Tel Apollon sur son char, dans la vaste prairie où il travaille, Oncle Joseph est assis comme sur un trône dans son tracteur Lanz, qu’il a maintenant bien en main.
L’an dernier, après avoir fait cent fois (enfin… au moins dix…) le tour des bâtiments de la ferme avec chacun des membres de la famille, il avait ainsi pu se familiariser avec le maniement de sa merveille mécanique.
Comme les autres, nous nous étions accrochés à l’oncle pour ne pas tomber, alors que nos cousins fanfaronnaient, s’asseyant sur les ailes qui couvrent les énormes roues et faisaient semblant de tomber, puis se rattrapaient vite fait, nous faisant des clins d’œil appuyés pour nous renvoyer d’un coup à notre condition de citadins froussards...

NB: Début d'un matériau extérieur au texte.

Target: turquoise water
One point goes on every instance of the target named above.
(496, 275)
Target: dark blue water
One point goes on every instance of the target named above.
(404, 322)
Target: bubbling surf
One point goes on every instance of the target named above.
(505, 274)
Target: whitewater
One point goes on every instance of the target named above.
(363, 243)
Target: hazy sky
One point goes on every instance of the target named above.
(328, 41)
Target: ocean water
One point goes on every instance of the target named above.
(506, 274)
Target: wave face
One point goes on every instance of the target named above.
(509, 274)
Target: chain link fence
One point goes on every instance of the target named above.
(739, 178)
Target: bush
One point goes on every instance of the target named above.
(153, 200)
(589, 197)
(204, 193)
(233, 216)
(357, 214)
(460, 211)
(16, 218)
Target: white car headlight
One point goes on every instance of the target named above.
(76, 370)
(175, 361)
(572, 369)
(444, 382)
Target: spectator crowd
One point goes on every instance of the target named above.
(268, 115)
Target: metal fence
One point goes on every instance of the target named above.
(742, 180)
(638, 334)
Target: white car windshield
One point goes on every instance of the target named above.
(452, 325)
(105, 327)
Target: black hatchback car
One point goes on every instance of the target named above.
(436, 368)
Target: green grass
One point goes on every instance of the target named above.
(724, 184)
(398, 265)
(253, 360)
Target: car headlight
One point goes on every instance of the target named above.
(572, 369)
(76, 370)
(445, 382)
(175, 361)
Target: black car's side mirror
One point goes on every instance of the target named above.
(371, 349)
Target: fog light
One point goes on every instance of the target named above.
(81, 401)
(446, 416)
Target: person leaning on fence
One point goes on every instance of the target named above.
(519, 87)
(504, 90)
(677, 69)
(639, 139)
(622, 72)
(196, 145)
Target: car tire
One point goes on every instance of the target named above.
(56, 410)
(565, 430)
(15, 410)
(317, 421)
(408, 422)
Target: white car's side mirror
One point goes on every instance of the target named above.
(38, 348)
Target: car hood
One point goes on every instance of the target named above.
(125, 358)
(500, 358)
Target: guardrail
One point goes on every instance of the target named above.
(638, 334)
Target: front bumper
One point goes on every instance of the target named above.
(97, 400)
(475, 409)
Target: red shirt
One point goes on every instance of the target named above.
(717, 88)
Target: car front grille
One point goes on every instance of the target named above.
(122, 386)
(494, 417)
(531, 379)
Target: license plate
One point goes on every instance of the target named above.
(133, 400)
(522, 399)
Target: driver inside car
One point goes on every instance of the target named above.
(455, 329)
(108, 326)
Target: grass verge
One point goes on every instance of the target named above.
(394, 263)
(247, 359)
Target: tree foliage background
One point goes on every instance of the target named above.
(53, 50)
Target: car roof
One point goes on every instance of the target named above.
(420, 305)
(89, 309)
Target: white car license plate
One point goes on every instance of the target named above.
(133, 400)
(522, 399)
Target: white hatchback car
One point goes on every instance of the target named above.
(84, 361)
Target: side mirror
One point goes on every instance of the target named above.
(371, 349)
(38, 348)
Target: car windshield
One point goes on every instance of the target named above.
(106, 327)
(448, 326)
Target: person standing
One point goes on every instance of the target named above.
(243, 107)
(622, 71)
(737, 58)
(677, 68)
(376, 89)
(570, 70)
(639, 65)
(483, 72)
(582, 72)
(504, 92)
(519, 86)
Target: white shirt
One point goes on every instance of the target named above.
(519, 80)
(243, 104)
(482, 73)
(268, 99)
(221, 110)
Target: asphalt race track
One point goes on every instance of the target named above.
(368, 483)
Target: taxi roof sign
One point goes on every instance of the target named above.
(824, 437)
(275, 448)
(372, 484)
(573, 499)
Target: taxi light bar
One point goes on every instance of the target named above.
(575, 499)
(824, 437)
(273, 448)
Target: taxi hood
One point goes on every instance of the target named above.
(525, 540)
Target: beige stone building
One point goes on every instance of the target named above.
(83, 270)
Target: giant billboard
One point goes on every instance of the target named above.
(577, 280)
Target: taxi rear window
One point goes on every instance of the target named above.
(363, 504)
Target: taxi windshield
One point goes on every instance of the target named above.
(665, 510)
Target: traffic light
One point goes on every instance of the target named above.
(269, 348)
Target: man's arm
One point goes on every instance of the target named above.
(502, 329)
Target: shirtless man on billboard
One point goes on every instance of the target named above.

Nous sommes restés longtemps, Alain et moi, à regarder notre oncle tracer son chemin en traînant la faucheuse dans la prairie blondie par ce début d’été puis nous avons couru vers ce coin d’herbe que la proximité de la rivière Ellé a laissée verte. Me débarrassant de mes sandales, je me suis laissé tomber tandis que mon frère se roule sur le tapis fleuri, comme le gamin qu’il est encore. Soudain, il me tend une aigrette duveteuse de pissenlit, que j’ai saisie avec délicatesse. Mais mon souffle a suffi pour qu’elle laisse s’envoler les fins filaments porteurs de graines.
« Je sème à tous vents »
Et, à l’instar de la semeuse des dictionnaires Larousse, nous avons cueilli les aigrettes et semé à tous les vents d’Ouest venus de l’Atlantique soufflant sur notre Cornouaille…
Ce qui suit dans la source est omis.